In Folge der starken Vermietungsumsätze ist der Leerstand auf dem Leipziger Büromarkt weiter zurückgegangen. Mit 222.000 m2 freien Flächen, was einer Leerstandsquote von 5,9 % entspricht, stehen dem Markt deutlich weniger als die Hälfe des Volumens aus dem Jahr 2010 zur Verfügung. Noch kritischer ist die Verfügbarkeit moderner Flächen: Der Rückgang setzte sich auch 2019 leicht fort und nahm somit in den letzten 12 Monaten insgesamt um fast 16 % ab. Der Anteil an Flächen mit einer modernen Ausstattungsqualität am Gesamtleerstand beziffert sich folglich nur noch auf 17 %.

Auf den Mangel an modernen Flächen reagierte der Markt mit einer deutlichen Zunahme der Bautätigkeit. In den ersten drei Monaten dieses Jahres erhöhten sich die im Bau befindlichen Flächen um knapp 25 % und liegen nun mit 76.000 m2 auf einem im langjährigen Vergleich stark überdurchschnittlichen Niveau. Der Zuwachs an neuen Bauprojekten ist besonders auf die Nebenlagen zurückzuführen. Da diese Flächen jedoch größtenteils vorvermietet sind, ist kein Anstieg der verfügbaren Neuflächen und damit auch keine Ausweitung des Angebots festzustellen.

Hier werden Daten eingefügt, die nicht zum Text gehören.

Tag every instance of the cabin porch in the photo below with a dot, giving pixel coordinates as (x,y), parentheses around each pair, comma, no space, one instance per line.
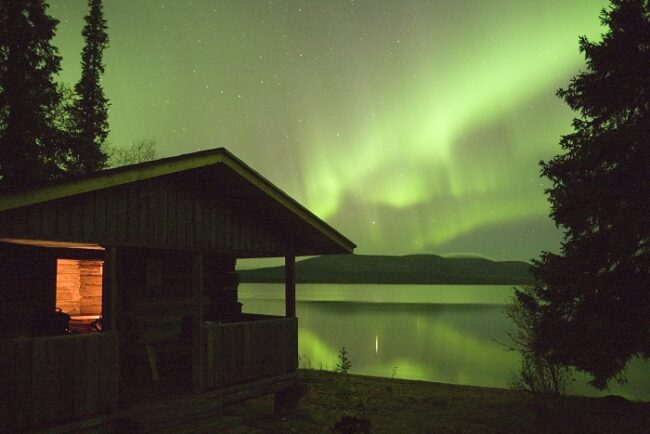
(171,328)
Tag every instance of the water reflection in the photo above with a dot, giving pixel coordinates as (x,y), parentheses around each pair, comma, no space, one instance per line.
(436,334)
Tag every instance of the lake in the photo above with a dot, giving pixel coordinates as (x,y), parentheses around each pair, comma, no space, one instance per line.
(442,333)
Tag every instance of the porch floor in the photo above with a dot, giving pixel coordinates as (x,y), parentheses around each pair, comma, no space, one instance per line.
(163,409)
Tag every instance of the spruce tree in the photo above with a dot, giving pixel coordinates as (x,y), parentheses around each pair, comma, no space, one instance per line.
(592,301)
(90,113)
(29,140)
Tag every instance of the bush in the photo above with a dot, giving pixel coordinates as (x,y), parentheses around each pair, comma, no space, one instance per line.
(539,373)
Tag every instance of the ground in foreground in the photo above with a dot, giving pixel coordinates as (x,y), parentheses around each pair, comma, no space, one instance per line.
(401,406)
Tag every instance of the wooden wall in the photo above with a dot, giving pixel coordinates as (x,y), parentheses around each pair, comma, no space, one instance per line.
(49,379)
(27,286)
(250,350)
(79,286)
(162,212)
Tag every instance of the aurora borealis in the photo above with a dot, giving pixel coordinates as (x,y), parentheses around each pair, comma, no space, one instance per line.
(410,126)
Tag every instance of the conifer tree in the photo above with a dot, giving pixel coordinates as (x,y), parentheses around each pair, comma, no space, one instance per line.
(592,302)
(90,112)
(30,148)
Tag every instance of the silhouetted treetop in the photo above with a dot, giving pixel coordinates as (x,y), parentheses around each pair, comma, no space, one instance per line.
(594,298)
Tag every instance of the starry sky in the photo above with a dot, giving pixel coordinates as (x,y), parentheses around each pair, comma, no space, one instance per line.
(411,126)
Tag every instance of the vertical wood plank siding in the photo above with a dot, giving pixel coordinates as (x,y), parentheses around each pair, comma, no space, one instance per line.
(154,213)
(50,379)
(247,351)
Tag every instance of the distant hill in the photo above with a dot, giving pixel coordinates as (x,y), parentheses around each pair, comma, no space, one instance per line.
(420,269)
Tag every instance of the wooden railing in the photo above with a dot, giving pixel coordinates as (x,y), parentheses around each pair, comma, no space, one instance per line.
(48,379)
(256,348)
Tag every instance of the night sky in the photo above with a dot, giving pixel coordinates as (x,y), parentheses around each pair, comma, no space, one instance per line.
(410,126)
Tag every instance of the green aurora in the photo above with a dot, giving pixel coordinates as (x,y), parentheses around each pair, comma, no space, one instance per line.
(410,126)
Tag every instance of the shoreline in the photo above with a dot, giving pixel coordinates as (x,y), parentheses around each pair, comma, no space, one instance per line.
(416,406)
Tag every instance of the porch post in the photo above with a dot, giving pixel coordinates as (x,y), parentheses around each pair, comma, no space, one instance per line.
(290,286)
(109,297)
(198,357)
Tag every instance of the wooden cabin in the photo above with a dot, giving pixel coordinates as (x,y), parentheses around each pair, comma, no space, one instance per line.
(119,287)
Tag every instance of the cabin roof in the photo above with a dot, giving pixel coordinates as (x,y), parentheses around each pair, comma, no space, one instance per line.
(248,184)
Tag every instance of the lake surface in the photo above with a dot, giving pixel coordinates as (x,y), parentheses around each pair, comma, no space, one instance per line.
(443,333)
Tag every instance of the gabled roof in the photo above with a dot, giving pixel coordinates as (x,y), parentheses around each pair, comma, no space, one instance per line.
(202,161)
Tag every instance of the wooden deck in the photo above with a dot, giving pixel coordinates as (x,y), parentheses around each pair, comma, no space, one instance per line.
(186,413)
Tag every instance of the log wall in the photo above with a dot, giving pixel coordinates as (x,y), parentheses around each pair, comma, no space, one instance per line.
(27,286)
(162,212)
(249,350)
(45,380)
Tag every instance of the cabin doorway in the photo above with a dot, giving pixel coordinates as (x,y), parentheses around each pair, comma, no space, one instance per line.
(79,292)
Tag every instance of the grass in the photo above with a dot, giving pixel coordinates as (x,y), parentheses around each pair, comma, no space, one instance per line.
(403,406)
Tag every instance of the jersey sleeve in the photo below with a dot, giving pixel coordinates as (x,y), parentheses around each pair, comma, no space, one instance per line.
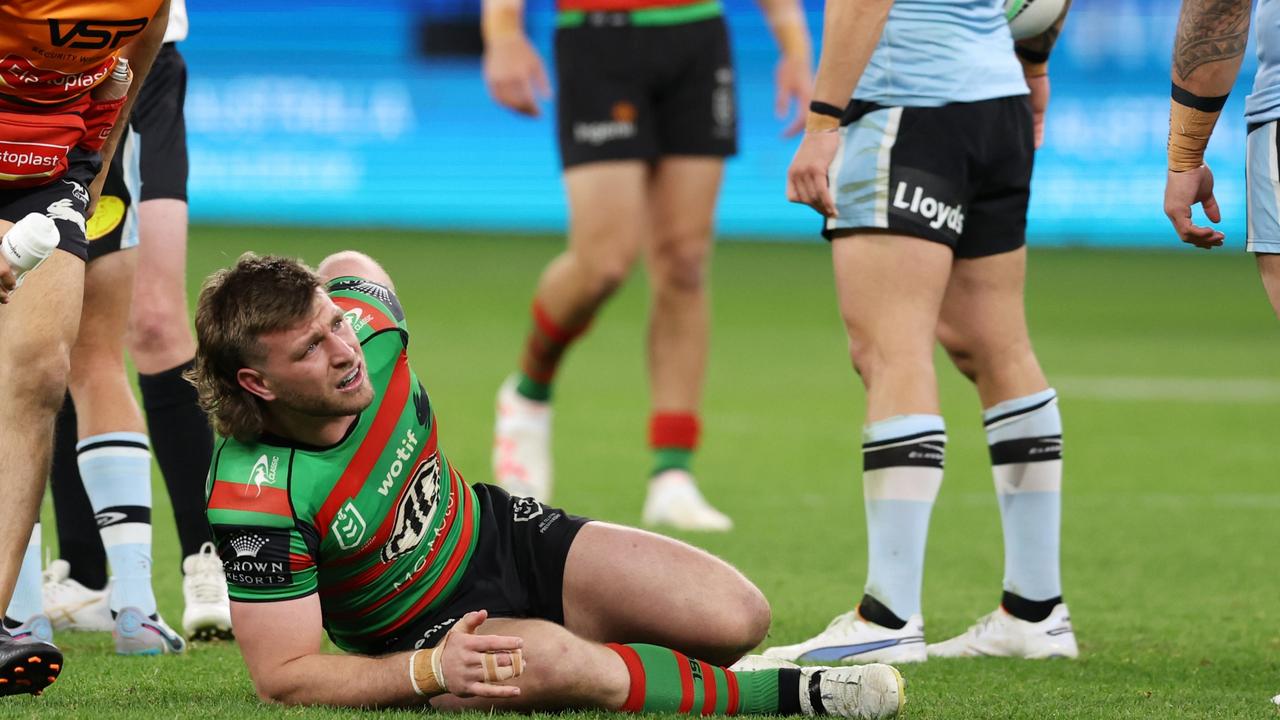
(264,548)
(370,308)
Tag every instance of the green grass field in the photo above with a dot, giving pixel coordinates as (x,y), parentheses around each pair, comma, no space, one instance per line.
(1169,370)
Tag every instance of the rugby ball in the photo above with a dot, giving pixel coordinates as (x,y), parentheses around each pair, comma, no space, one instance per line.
(1028,18)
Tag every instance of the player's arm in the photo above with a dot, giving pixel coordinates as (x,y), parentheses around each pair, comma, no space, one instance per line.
(850,31)
(1033,54)
(141,54)
(1207,53)
(282,647)
(794,74)
(512,69)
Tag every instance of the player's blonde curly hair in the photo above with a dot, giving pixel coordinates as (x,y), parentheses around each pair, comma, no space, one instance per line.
(237,305)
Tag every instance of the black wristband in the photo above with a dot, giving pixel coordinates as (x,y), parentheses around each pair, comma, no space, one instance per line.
(1184,96)
(821,108)
(1033,57)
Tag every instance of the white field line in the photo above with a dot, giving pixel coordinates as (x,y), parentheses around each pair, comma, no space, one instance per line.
(1233,391)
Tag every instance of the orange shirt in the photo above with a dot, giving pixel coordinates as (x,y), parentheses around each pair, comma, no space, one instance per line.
(615,5)
(54,51)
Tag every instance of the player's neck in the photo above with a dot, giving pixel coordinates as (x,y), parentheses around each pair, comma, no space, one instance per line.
(309,429)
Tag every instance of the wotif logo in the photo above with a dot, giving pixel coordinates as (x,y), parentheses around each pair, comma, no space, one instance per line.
(402,455)
(933,210)
(264,472)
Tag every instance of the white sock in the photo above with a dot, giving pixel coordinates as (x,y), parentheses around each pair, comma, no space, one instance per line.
(26,602)
(901,475)
(1025,438)
(117,473)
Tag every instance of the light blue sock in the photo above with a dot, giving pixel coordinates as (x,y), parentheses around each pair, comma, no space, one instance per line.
(117,473)
(26,601)
(901,475)
(1025,438)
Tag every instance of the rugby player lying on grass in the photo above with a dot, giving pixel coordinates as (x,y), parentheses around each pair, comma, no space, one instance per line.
(334,509)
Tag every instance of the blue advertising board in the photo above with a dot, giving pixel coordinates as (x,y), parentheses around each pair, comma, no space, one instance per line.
(342,114)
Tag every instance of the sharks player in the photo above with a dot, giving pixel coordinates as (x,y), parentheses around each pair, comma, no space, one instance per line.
(1207,54)
(334,507)
(923,178)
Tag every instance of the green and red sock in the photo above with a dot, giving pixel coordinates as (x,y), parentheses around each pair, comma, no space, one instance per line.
(664,680)
(673,438)
(544,347)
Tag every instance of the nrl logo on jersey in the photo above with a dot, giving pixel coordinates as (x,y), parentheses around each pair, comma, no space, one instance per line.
(348,527)
(357,319)
(264,472)
(416,510)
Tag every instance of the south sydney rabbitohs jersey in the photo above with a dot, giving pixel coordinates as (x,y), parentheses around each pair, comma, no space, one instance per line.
(379,524)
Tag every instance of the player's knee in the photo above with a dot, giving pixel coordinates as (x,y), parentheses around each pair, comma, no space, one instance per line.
(680,265)
(41,386)
(604,276)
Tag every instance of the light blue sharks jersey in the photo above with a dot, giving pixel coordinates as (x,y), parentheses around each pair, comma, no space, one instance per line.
(938,51)
(1264,103)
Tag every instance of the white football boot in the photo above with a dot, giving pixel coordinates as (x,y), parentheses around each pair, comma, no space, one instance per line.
(72,606)
(675,501)
(850,638)
(137,633)
(522,445)
(208,611)
(1000,634)
(849,691)
(867,692)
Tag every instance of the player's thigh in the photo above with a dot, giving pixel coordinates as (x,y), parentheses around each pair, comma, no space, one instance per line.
(39,327)
(108,295)
(625,584)
(684,191)
(608,204)
(562,670)
(890,288)
(983,311)
(160,286)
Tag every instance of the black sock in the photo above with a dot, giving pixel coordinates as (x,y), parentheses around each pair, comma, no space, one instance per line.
(183,445)
(78,541)
(1029,610)
(878,613)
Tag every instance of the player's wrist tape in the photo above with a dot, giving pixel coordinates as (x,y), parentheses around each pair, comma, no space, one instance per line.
(501,19)
(1191,123)
(428,673)
(823,117)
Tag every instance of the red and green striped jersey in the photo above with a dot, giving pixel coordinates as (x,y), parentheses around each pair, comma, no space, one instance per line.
(379,524)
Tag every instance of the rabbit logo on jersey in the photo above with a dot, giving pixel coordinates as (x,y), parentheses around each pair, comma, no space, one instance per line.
(920,197)
(416,510)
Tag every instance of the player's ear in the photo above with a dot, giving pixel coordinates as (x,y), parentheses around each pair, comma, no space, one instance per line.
(254,383)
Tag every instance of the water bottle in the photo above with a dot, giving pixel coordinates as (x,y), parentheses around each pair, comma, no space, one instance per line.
(28,242)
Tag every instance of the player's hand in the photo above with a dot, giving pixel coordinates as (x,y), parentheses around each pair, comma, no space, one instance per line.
(1038,86)
(515,74)
(807,177)
(8,281)
(794,82)
(464,661)
(1187,188)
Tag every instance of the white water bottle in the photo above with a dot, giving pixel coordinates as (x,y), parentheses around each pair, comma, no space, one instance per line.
(28,242)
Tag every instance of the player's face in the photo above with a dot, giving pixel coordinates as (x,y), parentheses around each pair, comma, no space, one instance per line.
(318,368)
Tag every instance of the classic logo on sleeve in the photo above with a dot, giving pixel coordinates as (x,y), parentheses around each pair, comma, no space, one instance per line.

Die hohe Nachfrage und das knappe Angebot am Leipziger Bürostandort schlagen sich ebenfalls in der Entwicklung der Durchschnittsmiete nieder: Sie ist in den vergangenen 12 Monaten um etwa 11 % auf nun 10,20 €/m2 gestiegen. Obwohl es keine Zunahme bei der Spitzenmiete im ersten Quartal 2019 gab, kann im Cityrand und den Nebenlagen ein erheblicher Anstieg der Höchstmieten festgestellt werden. Nennenswert sind hier insbesondere die Büromarktzonen Ringlage (+26 %), Leipzig-West (+20 %) sowie Graphisches Viertel / Prager Straße (+14 %).

Perspektiven

„Mit diesem außerordentlichen Quartalsumsatz sowie den relativ stabilen wirtschaftlichen Rahmenbedingungen lässt sich optimistisch auf den Leipziger Büromarkt blicken. Vor dem Hintergrund der hohen Nachfrage und der zunehmenden Verknappung des Leerstands erscheint ein moderater Anstieg der Mieten im Jahresverlauf als wahrscheinlich. Bei einer weiteren Zunahme der Bautätigkeit könnte auch im Gesamtjahr ein überdurchschnittliches Vermietungsvolumen erzielt werden“, fasst Stefan Sachse die weiteren Aussichten zusammen.